Storage Developers Conference '06
As the chair of the SNIA Technical Council, I had the pleasure of introducing most of the speakers at this week's Storage Developers Conference in San Jose. We had over 300 people show up for the event which included plug-fests on iSCSI and CIFS as well as great talks on all sorts of storage topics for developers.
My favorite talk (slightly biased) was the 4 hour tutorial on ZFS given by Jeff Bonwick and Bill Moore. They covered nearly all of the features of ZFS and dug down into the design decisions and tradeoffs which the developers made in the process. They also related some interesting anecdotes to punch up the entertainment value and demonstrate some important concepts as well. One was about a firmware bug in an adapter that would periodically trash one side or the other of a set of mirrored disks. The bug was fixed by upgrading the adapter firmware, but in the mean time it initiated a new ZFS developer into the intricacies of possible sources of data corruption. Of course ZFS quite happily corrected the data and logged the checksum errors it was seeing all the while.
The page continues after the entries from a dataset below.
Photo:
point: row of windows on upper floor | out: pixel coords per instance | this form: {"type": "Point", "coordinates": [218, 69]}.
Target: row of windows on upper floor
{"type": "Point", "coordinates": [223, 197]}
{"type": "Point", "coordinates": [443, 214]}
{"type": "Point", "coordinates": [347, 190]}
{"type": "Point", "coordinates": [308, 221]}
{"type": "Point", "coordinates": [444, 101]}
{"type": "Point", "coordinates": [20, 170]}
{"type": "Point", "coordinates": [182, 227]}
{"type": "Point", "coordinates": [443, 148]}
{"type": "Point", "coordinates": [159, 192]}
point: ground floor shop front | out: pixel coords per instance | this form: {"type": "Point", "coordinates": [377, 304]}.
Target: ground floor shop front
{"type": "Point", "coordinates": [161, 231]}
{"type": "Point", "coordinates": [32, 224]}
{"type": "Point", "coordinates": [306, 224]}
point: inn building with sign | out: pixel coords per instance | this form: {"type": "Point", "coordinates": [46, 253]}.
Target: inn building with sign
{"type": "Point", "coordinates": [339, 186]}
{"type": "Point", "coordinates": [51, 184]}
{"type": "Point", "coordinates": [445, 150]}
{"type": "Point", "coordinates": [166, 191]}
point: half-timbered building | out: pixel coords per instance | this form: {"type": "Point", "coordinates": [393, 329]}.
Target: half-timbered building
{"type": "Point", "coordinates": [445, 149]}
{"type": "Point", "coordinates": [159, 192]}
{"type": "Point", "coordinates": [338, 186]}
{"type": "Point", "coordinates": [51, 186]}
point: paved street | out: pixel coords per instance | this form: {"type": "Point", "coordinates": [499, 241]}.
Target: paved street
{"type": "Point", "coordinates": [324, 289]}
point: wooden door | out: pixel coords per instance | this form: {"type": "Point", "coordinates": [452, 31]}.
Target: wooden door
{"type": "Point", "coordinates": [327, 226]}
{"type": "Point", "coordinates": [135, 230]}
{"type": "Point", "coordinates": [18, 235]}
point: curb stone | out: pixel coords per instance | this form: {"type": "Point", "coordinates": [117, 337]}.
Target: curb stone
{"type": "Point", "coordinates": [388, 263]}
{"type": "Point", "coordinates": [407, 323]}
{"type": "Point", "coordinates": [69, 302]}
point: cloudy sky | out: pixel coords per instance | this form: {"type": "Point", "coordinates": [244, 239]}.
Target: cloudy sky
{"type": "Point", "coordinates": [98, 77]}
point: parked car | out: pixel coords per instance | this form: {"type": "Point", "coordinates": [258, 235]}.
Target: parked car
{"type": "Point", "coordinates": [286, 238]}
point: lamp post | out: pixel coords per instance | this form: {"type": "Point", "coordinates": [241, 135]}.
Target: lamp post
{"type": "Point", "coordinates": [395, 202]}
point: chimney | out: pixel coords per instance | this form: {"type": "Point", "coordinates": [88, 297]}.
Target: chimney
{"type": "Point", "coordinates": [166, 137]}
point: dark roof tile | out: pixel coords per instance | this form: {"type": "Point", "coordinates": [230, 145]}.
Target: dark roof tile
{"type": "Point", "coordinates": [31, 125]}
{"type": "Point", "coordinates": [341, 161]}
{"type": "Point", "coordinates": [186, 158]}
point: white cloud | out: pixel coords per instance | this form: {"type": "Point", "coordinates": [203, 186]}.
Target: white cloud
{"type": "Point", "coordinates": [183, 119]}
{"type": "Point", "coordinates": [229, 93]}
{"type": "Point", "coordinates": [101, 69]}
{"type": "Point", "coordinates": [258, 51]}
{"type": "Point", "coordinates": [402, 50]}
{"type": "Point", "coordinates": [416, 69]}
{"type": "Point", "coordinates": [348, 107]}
Another great talk was given by Paul Strong (formerly of Sun) now working at Ebay. Ebay is a big user of grids. They have 4000 servers arranged in a grid just to do the searches of items that their customers do every day. In order to handle the scale and reduce complexity they settle on a fixed configuration of storage to servers and then clone their way to scalability. Of course this introduces its own manageability problems. Paul says that they break nearly every commercial tools they try and test with the scale of the systems, so Paul is off designing his own Grid Management Console to solve the problem (sounds like fun). It has an AJAX driven user interface. They wrap a bunch of APIs in order to disaggregate the existing tools, and a new tool must replace 5 or 6 other tools before it is considered an improvement.
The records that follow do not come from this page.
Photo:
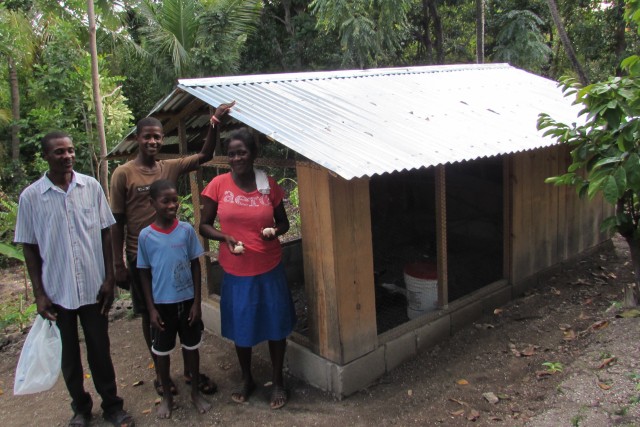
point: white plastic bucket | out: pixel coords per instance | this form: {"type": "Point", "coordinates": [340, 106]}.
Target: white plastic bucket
{"type": "Point", "coordinates": [421, 281]}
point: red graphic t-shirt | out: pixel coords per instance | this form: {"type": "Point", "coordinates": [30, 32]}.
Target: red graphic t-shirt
{"type": "Point", "coordinates": [243, 216]}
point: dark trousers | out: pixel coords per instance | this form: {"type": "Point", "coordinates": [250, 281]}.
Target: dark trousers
{"type": "Point", "coordinates": [96, 336]}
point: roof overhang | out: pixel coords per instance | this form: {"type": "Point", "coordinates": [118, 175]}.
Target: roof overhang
{"type": "Point", "coordinates": [364, 122]}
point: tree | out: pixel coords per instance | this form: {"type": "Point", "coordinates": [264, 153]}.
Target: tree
{"type": "Point", "coordinates": [568, 47]}
{"type": "Point", "coordinates": [369, 31]}
{"type": "Point", "coordinates": [103, 167]}
{"type": "Point", "coordinates": [606, 149]}
{"type": "Point", "coordinates": [194, 37]}
{"type": "Point", "coordinates": [520, 41]}
{"type": "Point", "coordinates": [16, 46]}
{"type": "Point", "coordinates": [480, 31]}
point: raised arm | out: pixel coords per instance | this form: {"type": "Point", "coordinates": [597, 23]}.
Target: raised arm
{"type": "Point", "coordinates": [206, 153]}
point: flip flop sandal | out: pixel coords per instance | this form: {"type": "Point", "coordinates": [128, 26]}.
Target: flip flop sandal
{"type": "Point", "coordinates": [279, 397]}
{"type": "Point", "coordinates": [120, 418]}
{"type": "Point", "coordinates": [206, 385]}
{"type": "Point", "coordinates": [242, 393]}
{"type": "Point", "coordinates": [79, 420]}
{"type": "Point", "coordinates": [160, 389]}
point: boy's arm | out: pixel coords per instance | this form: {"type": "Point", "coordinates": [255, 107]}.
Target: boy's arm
{"type": "Point", "coordinates": [206, 153]}
{"type": "Point", "coordinates": [34, 267]}
{"type": "Point", "coordinates": [196, 311]}
{"type": "Point", "coordinates": [105, 294]}
{"type": "Point", "coordinates": [154, 316]}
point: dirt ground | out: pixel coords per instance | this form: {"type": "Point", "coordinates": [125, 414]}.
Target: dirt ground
{"type": "Point", "coordinates": [489, 374]}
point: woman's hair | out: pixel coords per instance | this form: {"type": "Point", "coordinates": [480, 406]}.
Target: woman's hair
{"type": "Point", "coordinates": [147, 121]}
{"type": "Point", "coordinates": [244, 135]}
{"type": "Point", "coordinates": [159, 186]}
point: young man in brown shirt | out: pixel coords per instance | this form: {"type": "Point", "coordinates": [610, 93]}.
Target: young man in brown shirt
{"type": "Point", "coordinates": [131, 208]}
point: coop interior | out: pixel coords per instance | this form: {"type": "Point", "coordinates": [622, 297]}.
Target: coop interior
{"type": "Point", "coordinates": [403, 221]}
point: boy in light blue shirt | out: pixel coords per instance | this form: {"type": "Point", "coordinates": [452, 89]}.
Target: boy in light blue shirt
{"type": "Point", "coordinates": [168, 252]}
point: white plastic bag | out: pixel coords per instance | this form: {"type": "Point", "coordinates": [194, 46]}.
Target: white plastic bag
{"type": "Point", "coordinates": [39, 364]}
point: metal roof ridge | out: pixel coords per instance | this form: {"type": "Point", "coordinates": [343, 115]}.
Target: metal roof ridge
{"type": "Point", "coordinates": [335, 74]}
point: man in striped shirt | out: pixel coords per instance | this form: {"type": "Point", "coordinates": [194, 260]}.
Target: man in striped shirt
{"type": "Point", "coordinates": [64, 225]}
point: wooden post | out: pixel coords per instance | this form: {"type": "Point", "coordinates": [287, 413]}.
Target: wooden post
{"type": "Point", "coordinates": [338, 264]}
{"type": "Point", "coordinates": [195, 184]}
{"type": "Point", "coordinates": [441, 236]}
{"type": "Point", "coordinates": [507, 209]}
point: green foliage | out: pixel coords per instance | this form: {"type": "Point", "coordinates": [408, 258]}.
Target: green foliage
{"type": "Point", "coordinates": [605, 146]}
{"type": "Point", "coordinates": [16, 314]}
{"type": "Point", "coordinates": [8, 216]}
{"type": "Point", "coordinates": [195, 38]}
{"type": "Point", "coordinates": [369, 31]}
{"type": "Point", "coordinates": [185, 210]}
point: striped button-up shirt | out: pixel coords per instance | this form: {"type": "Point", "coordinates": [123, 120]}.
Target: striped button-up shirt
{"type": "Point", "coordinates": [67, 228]}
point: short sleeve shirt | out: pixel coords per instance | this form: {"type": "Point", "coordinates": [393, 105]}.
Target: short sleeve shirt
{"type": "Point", "coordinates": [67, 229]}
{"type": "Point", "coordinates": [168, 253]}
{"type": "Point", "coordinates": [243, 215]}
{"type": "Point", "coordinates": [130, 192]}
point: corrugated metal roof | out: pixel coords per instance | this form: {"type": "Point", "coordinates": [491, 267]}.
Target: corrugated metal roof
{"type": "Point", "coordinates": [365, 122]}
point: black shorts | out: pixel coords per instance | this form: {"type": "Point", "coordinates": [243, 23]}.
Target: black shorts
{"type": "Point", "coordinates": [176, 322]}
{"type": "Point", "coordinates": [135, 286]}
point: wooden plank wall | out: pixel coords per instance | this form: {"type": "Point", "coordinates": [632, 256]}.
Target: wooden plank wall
{"type": "Point", "coordinates": [550, 224]}
{"type": "Point", "coordinates": [338, 264]}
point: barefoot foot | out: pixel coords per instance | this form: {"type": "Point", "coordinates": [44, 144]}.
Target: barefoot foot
{"type": "Point", "coordinates": [164, 408]}
{"type": "Point", "coordinates": [201, 404]}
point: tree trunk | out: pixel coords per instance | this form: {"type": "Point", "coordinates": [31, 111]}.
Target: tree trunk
{"type": "Point", "coordinates": [480, 31]}
{"type": "Point", "coordinates": [15, 111]}
{"type": "Point", "coordinates": [619, 38]}
{"type": "Point", "coordinates": [97, 99]}
{"type": "Point", "coordinates": [425, 51]}
{"type": "Point", "coordinates": [437, 31]}
{"type": "Point", "coordinates": [631, 289]}
{"type": "Point", "coordinates": [564, 38]}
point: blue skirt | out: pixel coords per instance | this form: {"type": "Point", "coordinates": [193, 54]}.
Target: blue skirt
{"type": "Point", "coordinates": [256, 308]}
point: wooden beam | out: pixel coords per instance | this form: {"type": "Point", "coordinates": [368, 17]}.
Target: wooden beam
{"type": "Point", "coordinates": [507, 210]}
{"type": "Point", "coordinates": [338, 264]}
{"type": "Point", "coordinates": [441, 236]}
Speaking of scalability, we also had a talk from Joshua Redstone on Google's GFS filesystem. GFS runs in user space on a custom Linux kernel, but it completely abstracts away the inherent reliability problems that arise from using cheap, non-redundant systems with direct attached storage. Joshua showed some great pictures of the early Google data centers and how they have improved over time. They have upwards of 1000 machines in each filesystem cluster and pools of 1000 or more clients using that cluster to perform services. Their filesystems are more than a PetaByte each with greater than 10 GB/sec read/write load. GFS itself reminds me of a SAN filesystem (Like Sun's QFS), but the network is a straight ethernet with what they call Chunkservers providing the data on demand. The metadata is retrieved from a GFS Master (replicated), then the client accesses the data directly from the chunkservers. GFS handles Fault Tolerance and Data Replication as well as load balancing. They are working on a distributed GFS Master so that it does not become a bottleneck.
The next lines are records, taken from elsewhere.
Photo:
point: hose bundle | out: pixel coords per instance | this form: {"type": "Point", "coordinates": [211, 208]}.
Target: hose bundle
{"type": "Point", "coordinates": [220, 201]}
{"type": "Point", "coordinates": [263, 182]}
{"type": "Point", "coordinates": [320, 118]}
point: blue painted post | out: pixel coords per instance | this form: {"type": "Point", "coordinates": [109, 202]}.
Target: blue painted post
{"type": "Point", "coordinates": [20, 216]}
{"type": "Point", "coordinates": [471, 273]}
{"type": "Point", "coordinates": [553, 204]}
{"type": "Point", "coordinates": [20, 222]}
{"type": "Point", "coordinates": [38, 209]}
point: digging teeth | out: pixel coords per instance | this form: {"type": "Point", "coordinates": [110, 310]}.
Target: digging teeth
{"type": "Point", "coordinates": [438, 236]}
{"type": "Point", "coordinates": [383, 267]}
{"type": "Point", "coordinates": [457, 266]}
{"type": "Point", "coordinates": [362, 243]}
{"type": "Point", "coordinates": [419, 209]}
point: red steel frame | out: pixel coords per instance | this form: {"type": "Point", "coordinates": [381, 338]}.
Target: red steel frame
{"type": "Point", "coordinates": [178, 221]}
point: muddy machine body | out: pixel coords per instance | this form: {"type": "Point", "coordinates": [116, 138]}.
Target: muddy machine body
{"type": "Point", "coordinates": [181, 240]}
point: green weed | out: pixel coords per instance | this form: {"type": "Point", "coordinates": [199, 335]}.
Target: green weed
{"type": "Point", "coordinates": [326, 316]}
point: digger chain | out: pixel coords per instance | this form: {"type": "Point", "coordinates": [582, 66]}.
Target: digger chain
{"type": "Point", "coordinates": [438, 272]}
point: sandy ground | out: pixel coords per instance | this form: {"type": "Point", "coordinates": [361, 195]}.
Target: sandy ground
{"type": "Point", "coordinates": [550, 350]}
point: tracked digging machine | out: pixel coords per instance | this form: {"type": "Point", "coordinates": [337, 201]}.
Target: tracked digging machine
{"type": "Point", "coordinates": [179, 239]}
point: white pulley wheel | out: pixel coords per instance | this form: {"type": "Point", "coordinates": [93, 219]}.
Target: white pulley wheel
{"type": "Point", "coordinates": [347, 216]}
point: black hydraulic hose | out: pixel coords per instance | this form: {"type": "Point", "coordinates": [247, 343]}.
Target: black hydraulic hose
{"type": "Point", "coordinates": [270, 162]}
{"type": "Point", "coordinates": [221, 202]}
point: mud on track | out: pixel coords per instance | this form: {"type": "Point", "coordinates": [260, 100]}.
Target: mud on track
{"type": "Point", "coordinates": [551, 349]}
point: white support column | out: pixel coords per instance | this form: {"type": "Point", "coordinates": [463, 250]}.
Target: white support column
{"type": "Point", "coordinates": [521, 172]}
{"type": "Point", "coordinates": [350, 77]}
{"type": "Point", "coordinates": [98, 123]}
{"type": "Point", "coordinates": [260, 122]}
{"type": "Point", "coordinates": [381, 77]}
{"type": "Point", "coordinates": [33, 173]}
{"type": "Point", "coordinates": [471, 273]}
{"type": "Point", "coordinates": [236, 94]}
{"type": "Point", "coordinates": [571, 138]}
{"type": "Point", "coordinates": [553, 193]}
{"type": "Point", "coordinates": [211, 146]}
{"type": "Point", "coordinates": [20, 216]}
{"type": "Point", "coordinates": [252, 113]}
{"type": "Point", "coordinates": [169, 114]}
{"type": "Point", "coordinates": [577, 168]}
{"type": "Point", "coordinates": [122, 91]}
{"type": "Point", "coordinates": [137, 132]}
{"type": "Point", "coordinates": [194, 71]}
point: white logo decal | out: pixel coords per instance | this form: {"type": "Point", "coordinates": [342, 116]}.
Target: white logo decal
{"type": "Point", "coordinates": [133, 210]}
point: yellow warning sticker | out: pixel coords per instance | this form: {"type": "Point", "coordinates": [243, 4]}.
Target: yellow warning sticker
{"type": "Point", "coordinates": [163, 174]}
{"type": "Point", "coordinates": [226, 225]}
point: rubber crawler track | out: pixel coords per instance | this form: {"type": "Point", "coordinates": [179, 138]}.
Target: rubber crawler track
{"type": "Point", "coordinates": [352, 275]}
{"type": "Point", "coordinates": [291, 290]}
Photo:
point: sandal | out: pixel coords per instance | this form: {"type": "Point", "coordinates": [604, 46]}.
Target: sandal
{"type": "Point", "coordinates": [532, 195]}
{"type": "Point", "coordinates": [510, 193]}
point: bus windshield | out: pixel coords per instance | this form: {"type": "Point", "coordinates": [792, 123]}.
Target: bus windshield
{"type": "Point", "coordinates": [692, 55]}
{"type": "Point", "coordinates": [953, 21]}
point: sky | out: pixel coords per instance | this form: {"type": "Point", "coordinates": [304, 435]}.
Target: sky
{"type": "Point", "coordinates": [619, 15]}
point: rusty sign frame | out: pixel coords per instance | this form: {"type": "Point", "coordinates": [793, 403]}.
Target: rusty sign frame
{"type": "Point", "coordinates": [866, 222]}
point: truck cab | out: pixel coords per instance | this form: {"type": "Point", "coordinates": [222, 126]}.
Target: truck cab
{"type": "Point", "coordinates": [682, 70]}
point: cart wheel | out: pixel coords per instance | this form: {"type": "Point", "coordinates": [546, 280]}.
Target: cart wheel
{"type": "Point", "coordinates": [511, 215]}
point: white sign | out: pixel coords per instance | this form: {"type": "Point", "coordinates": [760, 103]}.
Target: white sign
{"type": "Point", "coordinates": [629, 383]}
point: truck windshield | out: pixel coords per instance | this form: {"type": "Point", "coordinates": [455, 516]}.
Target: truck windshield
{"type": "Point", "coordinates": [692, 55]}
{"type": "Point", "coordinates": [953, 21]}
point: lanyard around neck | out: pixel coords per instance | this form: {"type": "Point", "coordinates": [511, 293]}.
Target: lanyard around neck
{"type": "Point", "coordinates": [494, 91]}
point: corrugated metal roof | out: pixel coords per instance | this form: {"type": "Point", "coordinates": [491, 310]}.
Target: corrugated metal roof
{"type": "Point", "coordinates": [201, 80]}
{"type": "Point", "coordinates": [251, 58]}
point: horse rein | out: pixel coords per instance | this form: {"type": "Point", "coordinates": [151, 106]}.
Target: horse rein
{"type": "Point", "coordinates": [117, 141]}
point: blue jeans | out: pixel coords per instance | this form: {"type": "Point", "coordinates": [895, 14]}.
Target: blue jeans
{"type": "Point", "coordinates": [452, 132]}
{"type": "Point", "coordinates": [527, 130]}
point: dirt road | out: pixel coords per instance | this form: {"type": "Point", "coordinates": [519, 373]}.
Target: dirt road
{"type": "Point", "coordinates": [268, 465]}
There were many other good talks as well, including Marcellus Tabor describing Yahoo's design of their Storage Resource Manager for managing the large number of NAS servers in their environment. The slides from the talk are available to conference attendees, but after a few months will also be available to the public. The SNIA Technical Council and staff are already starting to plan the Storage Developers Conference for next year (likely in September again).